DockPotato Jun 9, 2008 02:29 PM

I don't think I've ever experienced truly wild Pacific Salmon, okay, maybe dining out, but never on our counter. Coho, Chinook and Kokanee (Pink) Salmon are readily available on the Lakes, and they are an amazing treat. I'm mildly curious as to how our catches here differ from Pacific fresh-caught as an eating experience fresh out of water.

However, I am more curious in treating my catch.

Can fresh-water salmon be cold-smoked or used for gravlux or sushi? Can anyone with authoritative experience comment on this?

And is the roe edible if cured how?

Your comments are appreciated.

  1. alanbarnes Jun 10, 2008 10:30 AM

    Can't reply as to Great Lakes salmon, but we have plenty of landlocked king salmon (aka kokanee) here in California. Tasty fish, but much closer in flavor to trout than to their ocean-faring brethren.

    I don't have any authoritative experience, but as a general rule fish that have been in saltwater are considered safer to eat raw than freshwater fish. It has to do with environment (and parasites), not genetics, so I'd proceed with extreme caution eating Lake Erie salmon sashimi.

    1. g
      gordeaux Jun 10, 2008 05:54 AM

      I go on at least one fishing charter for salmon/ lakers/ browns every year on Lake Michigan. Saltwater salmon and freshwater salmon are worlds apart. Their diets are completely different and they produce a different type of flesh because of it. Great Lakes salmon are FAR more lean because of their diet which consists of alewives. Ocean salmon are mostly feeding on shrimp which produces a much fattier, tastier, flesh. Sushi with lake salmon? Go ahead. Good luck to you. I would assume it will taste a LITTLE muddy, and be a tad chewy. For health issues, look it up yourself. The roe would surely be edible if salt cured, but, again, lake salmon and ocean salmon live different lifestyles. Lake salmon I would compare more to a trout than ocean salmon.

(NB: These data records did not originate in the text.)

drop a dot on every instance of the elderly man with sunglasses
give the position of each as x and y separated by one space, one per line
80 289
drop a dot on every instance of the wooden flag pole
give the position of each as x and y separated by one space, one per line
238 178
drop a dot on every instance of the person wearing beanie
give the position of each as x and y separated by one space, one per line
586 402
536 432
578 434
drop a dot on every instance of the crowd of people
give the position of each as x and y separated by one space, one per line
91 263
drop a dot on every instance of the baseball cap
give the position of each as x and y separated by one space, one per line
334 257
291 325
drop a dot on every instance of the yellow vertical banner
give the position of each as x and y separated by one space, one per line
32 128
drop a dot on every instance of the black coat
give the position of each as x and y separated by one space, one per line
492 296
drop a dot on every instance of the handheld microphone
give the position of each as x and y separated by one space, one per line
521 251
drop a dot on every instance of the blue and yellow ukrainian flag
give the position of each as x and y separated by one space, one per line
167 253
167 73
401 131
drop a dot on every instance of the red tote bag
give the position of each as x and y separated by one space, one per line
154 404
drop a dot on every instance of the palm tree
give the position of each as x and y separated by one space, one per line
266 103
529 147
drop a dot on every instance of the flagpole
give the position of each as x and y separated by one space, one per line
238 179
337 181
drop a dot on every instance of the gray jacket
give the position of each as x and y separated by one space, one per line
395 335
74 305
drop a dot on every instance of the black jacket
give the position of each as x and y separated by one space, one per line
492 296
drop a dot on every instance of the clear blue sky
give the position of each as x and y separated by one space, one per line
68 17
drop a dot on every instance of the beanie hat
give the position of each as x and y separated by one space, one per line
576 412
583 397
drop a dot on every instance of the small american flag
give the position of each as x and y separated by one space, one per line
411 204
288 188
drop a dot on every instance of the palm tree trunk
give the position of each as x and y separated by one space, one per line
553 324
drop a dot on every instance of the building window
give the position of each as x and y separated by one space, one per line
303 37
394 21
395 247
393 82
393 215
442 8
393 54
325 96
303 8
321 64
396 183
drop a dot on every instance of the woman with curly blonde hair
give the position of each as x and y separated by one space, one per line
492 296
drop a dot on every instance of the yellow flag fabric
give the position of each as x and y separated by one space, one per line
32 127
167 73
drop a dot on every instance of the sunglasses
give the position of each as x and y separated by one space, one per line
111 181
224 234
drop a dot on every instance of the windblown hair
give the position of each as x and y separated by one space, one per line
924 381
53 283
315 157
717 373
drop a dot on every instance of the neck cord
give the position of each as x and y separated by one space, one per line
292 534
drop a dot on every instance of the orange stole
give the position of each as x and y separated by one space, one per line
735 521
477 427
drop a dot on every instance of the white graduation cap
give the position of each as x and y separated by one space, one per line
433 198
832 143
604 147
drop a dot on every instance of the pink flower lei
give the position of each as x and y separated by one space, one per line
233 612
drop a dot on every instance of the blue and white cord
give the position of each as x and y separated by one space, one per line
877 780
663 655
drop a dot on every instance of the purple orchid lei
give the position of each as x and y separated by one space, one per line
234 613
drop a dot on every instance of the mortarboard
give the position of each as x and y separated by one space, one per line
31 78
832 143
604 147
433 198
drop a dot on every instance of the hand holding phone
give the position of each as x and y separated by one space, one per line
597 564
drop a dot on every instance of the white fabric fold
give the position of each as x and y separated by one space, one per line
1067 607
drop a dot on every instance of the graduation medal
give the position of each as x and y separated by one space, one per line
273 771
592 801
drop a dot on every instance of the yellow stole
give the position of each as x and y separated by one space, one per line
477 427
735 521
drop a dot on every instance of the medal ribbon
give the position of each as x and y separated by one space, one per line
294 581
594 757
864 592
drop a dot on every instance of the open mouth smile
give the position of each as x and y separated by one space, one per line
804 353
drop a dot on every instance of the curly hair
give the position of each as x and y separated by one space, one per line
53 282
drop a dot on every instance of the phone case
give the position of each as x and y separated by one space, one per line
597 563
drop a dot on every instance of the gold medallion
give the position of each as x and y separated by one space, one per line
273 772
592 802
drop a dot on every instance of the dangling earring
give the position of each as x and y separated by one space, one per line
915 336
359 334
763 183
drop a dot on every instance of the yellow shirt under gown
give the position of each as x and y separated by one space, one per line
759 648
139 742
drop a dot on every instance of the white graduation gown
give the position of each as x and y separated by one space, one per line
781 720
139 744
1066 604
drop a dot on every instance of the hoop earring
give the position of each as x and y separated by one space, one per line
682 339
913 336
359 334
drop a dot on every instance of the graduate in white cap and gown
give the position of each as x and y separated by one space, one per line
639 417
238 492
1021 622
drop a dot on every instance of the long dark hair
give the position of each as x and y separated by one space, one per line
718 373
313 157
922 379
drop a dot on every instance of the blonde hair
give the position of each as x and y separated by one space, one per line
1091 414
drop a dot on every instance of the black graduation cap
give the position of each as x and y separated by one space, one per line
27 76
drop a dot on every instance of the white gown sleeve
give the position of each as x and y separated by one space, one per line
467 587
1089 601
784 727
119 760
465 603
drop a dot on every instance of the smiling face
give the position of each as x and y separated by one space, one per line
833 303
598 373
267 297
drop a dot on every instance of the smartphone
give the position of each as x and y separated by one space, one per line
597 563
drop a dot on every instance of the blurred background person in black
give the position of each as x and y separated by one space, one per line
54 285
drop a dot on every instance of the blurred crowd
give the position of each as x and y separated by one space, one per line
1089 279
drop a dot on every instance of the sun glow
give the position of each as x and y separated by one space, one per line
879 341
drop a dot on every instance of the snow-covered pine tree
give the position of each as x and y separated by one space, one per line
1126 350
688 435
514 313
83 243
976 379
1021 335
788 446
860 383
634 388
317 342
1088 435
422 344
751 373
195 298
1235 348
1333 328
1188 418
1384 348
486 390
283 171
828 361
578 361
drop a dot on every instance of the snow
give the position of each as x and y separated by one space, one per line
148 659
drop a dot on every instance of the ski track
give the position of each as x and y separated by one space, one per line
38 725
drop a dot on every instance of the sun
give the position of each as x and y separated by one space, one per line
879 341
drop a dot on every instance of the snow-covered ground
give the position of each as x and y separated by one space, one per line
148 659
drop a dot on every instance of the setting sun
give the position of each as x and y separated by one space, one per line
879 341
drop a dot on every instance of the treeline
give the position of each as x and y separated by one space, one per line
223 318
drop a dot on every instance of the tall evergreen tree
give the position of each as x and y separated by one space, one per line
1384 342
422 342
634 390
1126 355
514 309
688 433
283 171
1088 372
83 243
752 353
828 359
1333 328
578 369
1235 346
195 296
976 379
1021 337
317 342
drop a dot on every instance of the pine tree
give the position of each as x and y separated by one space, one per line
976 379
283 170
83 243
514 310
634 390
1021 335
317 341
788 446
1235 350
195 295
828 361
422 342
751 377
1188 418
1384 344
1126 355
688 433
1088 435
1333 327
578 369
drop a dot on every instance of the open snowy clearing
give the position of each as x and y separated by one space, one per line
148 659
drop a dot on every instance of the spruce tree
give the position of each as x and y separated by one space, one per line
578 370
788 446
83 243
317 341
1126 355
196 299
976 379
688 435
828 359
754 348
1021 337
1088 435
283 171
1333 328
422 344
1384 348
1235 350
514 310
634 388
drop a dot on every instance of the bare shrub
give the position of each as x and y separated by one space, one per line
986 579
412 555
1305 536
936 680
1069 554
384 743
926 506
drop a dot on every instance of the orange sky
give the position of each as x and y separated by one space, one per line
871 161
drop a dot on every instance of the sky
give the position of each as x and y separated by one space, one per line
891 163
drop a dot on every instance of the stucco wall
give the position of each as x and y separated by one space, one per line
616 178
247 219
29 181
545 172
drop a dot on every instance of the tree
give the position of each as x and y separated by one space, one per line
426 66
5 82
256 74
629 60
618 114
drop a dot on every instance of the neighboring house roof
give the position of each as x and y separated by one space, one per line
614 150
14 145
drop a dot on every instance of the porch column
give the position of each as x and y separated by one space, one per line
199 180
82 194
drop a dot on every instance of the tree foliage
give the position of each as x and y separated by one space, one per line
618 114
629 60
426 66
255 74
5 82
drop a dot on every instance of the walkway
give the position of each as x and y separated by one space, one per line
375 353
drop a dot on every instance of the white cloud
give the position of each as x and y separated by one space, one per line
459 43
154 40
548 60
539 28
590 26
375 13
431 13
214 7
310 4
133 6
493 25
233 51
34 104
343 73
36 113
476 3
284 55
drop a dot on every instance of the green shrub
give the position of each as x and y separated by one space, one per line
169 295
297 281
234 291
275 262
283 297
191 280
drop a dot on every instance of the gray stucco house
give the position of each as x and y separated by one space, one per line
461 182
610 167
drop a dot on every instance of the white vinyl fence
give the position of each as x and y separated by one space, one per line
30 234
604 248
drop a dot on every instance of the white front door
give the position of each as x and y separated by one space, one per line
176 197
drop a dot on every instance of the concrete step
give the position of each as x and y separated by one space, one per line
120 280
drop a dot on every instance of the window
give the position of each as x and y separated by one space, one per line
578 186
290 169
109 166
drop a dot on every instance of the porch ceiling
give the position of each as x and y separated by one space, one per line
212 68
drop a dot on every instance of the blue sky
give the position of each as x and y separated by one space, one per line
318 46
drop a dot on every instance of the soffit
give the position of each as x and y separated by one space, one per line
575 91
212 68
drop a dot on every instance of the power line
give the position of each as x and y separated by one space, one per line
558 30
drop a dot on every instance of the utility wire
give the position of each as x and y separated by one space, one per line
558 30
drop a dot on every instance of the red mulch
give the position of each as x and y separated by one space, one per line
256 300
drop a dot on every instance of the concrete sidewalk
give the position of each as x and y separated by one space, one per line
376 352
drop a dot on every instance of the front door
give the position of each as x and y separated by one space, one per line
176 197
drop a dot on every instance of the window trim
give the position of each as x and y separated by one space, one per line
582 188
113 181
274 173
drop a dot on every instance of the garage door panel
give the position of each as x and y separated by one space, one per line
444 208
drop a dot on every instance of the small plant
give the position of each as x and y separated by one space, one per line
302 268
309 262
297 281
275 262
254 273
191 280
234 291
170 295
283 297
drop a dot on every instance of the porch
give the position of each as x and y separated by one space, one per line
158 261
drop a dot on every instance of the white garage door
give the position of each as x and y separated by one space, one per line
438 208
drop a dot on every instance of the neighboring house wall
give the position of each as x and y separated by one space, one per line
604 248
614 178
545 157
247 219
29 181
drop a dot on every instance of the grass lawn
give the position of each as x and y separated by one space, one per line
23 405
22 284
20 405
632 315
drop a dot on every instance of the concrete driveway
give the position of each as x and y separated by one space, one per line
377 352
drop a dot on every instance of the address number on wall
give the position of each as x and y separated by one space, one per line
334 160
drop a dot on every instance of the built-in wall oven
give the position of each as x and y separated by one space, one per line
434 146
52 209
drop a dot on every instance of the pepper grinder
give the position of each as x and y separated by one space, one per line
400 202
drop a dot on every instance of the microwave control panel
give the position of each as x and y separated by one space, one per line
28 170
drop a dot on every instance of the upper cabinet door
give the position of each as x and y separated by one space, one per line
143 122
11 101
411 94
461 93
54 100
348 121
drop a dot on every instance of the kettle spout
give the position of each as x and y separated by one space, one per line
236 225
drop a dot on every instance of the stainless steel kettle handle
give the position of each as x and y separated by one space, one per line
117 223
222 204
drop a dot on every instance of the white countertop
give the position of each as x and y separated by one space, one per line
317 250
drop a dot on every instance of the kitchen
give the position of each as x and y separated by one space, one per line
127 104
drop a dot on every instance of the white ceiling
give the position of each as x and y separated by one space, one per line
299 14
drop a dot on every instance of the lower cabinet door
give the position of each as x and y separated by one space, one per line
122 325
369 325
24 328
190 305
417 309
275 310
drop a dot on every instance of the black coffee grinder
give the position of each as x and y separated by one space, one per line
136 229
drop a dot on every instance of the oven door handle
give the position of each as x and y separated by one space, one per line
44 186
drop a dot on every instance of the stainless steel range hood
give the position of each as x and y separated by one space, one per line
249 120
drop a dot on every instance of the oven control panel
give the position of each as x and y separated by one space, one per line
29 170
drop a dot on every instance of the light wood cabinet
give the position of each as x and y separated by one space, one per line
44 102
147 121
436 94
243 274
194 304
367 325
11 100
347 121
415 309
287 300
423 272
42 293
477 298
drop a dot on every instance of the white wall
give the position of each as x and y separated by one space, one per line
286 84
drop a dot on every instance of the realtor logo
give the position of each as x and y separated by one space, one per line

      My one rule of thumb for dealing with "the catch" is to eat as much as you can within two days of catching it. Having ultra fresh fish is a rarity, and an absolute treat. Vaccuum seal any that you won't use right away. you can freeze some in a ziplock for a few weeks without it turning into "frozen tasting fish." After a few weeks, if it's not vaccuum sealed, it's going to be horrible. AFISHN says cold smoking works fine, I have only heat smoked mine. I haven't found a place to get mine cold smoked, and I don't have the patience to do it myself.

      1. a
        AFISHN Jun 9, 2008 03:12 PM

        I have cold smoked salmon(Chinook only) from Lake Ontario and the Pulaski River in NYS many times.
        There is a disntinct difference IMHO from Pacific wild salmon(which I have also caught and cold smoked).The NYS salmon seems to be less favorable (more mild tasting?)